I am interested in remotely shutting down computers in my work network. 
I would like to run a shutdown command from a script, preferrably a script that plays well with Windows Scripting Host.

I am not interested in user interaction, etc. Basically my script is aimed at backing up users emails whilst they are not at work, and then turning off their computer once backup has been completed.

My work server is Windows 2000 Server (SP4), and I would like to be able shutdown Windows 2000 Professional, Windows XP Professional & Windows Vista Ultimate systems.

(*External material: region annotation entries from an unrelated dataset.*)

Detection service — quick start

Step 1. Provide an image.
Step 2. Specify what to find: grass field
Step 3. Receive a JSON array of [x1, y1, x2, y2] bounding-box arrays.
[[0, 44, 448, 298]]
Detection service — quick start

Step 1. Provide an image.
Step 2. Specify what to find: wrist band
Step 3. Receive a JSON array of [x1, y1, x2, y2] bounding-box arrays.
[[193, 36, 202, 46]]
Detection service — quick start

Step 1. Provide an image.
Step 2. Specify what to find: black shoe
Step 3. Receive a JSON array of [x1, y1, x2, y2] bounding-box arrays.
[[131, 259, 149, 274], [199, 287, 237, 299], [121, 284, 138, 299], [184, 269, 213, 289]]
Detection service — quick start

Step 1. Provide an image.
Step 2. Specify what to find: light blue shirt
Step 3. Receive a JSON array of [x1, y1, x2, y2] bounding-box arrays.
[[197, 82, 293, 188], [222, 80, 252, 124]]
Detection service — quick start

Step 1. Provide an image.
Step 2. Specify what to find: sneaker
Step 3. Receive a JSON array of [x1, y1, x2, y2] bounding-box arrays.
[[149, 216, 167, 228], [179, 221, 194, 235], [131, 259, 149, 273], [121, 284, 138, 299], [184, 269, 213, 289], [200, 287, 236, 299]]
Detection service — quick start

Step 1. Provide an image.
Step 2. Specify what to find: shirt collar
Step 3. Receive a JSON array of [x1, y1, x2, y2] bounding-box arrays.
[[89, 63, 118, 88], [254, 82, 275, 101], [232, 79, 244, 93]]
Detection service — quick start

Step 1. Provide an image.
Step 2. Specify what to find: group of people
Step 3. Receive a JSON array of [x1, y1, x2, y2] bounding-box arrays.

I have already tried the dos shutdown command, however Windows 2000 Server did not play well with this command, probably because it is not native to Windows 2000!

Any help with the above will be greatly appreciated.
Kind Regards,
David


----------



## IMM (Feb 1, 2002)

The obvious -- shutdown.exe already exists on XP, vista, 2003 machines 

For NT and 2K -- http://support.microsoft.com/kb/317371 
You would need to have admin access to the PCs

I'd recommend using the alternative -- PsShutdown
http://technet.microsoft.com/en-us/sysinternals/bb897541.aspx

As to scripting -- there are several discussions out there
eg. http://forum.sysinternals.com/forum_posts.asp?TID=5425


----------



## Mr Davo (Mar 16, 2009)

Hi IMM,

Thanks for your response to my post.

I will definitely be giving PsTools a go.

Cheers

Dave


----------



## Squashman (Apr 4, 2003)

Here is another utility you could look at using.
http://users.telenet.be/jbosman/applications.html


----------